Oleh karena itu, beberapa orang yang kurang berprestasi pada tahun 1916 bertanggung jawab atas penutupan program sepak bola yang pada akhirnya akan berlangsung selama lima dekade.
Fiske mencatat bahwa ada bukti adanya sepak bola independen pada tahun 1920-an dan 30-an, yang hilang selama Perang Dunia II dan muncul kembali sebentar pada tahun 1946. Setelah itu, tulisnya, surat kabar lokal melaporkan tidak ada sepak bola terorganisir yang tercatat hingga tahun 1968.

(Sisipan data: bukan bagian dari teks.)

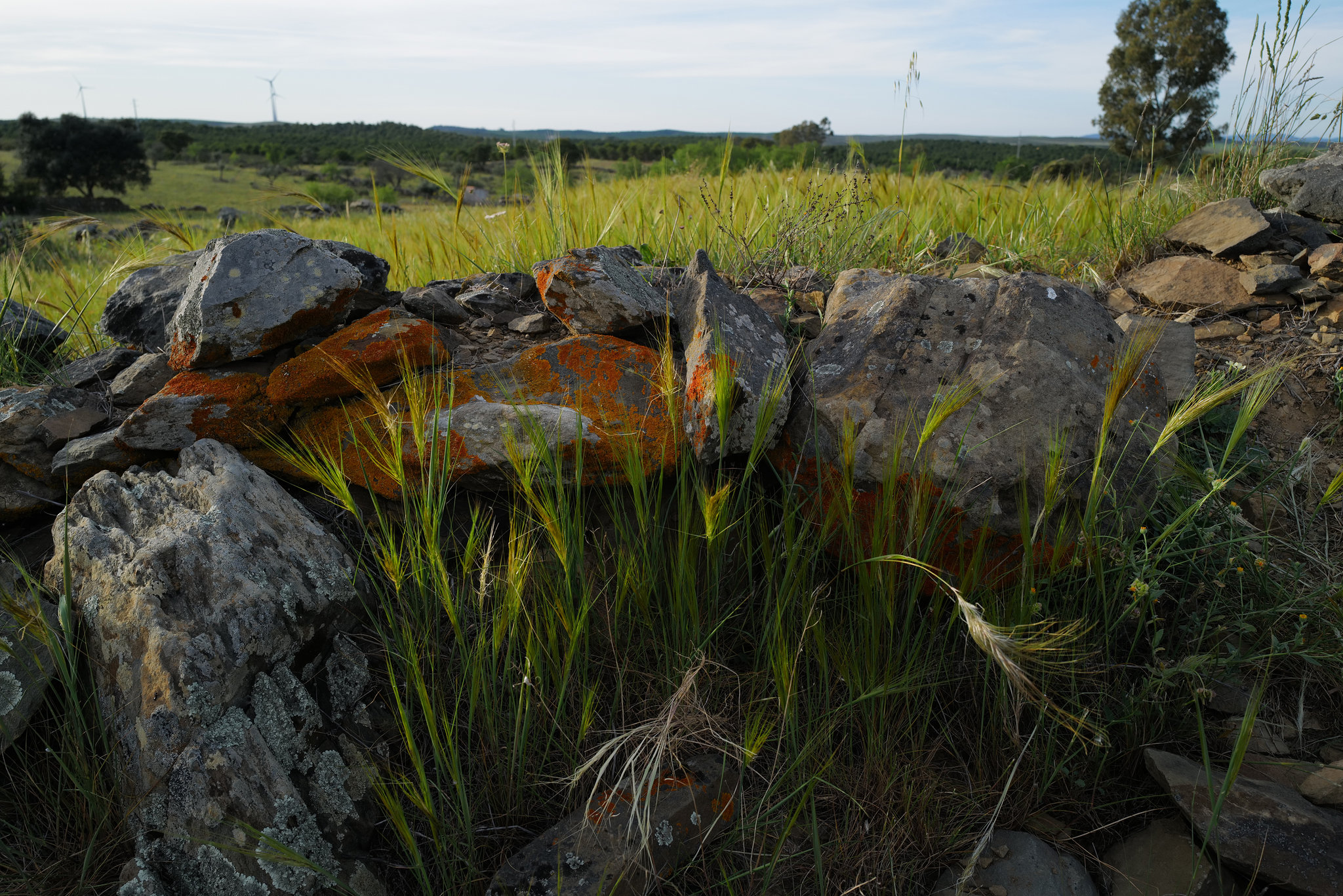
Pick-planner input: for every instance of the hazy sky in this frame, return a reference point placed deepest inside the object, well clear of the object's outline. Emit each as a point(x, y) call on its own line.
point(989, 68)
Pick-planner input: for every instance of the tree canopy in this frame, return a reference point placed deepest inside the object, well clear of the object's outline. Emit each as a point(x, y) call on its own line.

Namun hal itu masih belum menjelaskan dari mana rumor kematian anak di panggangan ini berasal, atau bagaimana hal itu berlangsung begitu lama. Cole memberikan jawaban yang logis.
“Mungkin tidak ada internet,” katanya. “Tidak ada yang bisa memverifikasinya.”
Brown mengatakan dia juga tidak tahu, mengutip mitos lain yang dia dengar saat kelas 2 SD tentang lantai gedung keluarganya yang berhantu.
Cole menambahkan, “Mengapa Anda berpikir untuk mempertanyakan hal itu?”
Ada pertanyaan wajar yang mengikutinya. Mungkinkah nilai buruk anak-anak pada tahun 1916 itu menyebabkan Brown kehilangan nyawanya sekarang? Dan jika Hartnett tidak mengembalikan bola itu ke Prouty pada waktu yang tepat, apakah Brown akan berada di Ann Arbor sekarang?
Dihadapkan dengan pertanyaan-pertanyaan ini, Brown tetap diam.
“Pertanyaan bagus,” katanya. “Saya tidak tahu. Mungkin tidak.”
Untungnya bagi Brown, penggabungan Prouty High dengan East Brookfield di dekatnya memberikan dorongan bagi kebangkitan olahraga di Spencer.
Menurut teks sejarah Fiske, sebuah komite yang beranggotakan 11 orang mengajukan petisi dengan 500 tanda tangan yang mendukung pendirian sepak bola, dan, setelah jajak pendapat menunjukkan bahwa anak laki-laki dan orang tua mereka juga mendukungnya, “komite sekolah regional enam lawan satu suara untuk olahraga.”
***
Saat ini, kisah kebangkitan kepelatihan Brown sudah jelas. Setelah lulus dari Norwich, dia melatih di Hartford High School di Vermont, lalu di Dartmouth, lalu di perguruan tinggi di New England sebagai pelatih kepala atau koordinator pertahanan hingga dia mendapat terobosan besar dan bergabung. Marylandstaf pada tahun 2009. Sejak itu, dia bekerja dari UConn hingga Universitas Boston ke Michigan.
Kini berusia 62 tahun, ia dikenal sebagai salah satu pemain dengan pertahanan paling tajam dalam sepak bola. Kumisnya memiliki akun Twitter parodi sendiri.
Musim gugur yang lalu, sekelompok teman lama Brown dari Spencer datang ke Ann Arbor untuk menyaksikan dia berlatih melawannya negara bagian Penn. Rich dan Cole ada di sana, begitu pula Roger Pontbriand, Al Miner, Steve Cassavant, Steve Anderson, Rusty Snow, dan Chip Bibaud.
Mereka bermain golf, menonton pertandingan Tigers, dan menonton Patriots. Itu adalah reuni yang penuh dengan olahraga, seperti dulu.
Dan ketika hari Sabtu tiba, mereka pergi ke Stadion Michigan – tempat yang dapat menampung hampir 10 kali lipat populasi Spencer – dan melihat panggung di mana Brown sekarang menjadi pelatih.
“Anda akan melihat tujuh orang berusia 62 tahun dengan mulut terbuka lebar ketika kita sampai di Rumah Besar,” kata Rich.
“Saya tidak bisa mempercayai 110.000 orang,” kata Snow. “Itu gila.”
Mereka tidak memiliki sepak bola seperti itu di Spencer. Tapi mereka punya Brown. Dan pada titik ini, mungkin akan terjadi hal yang sama.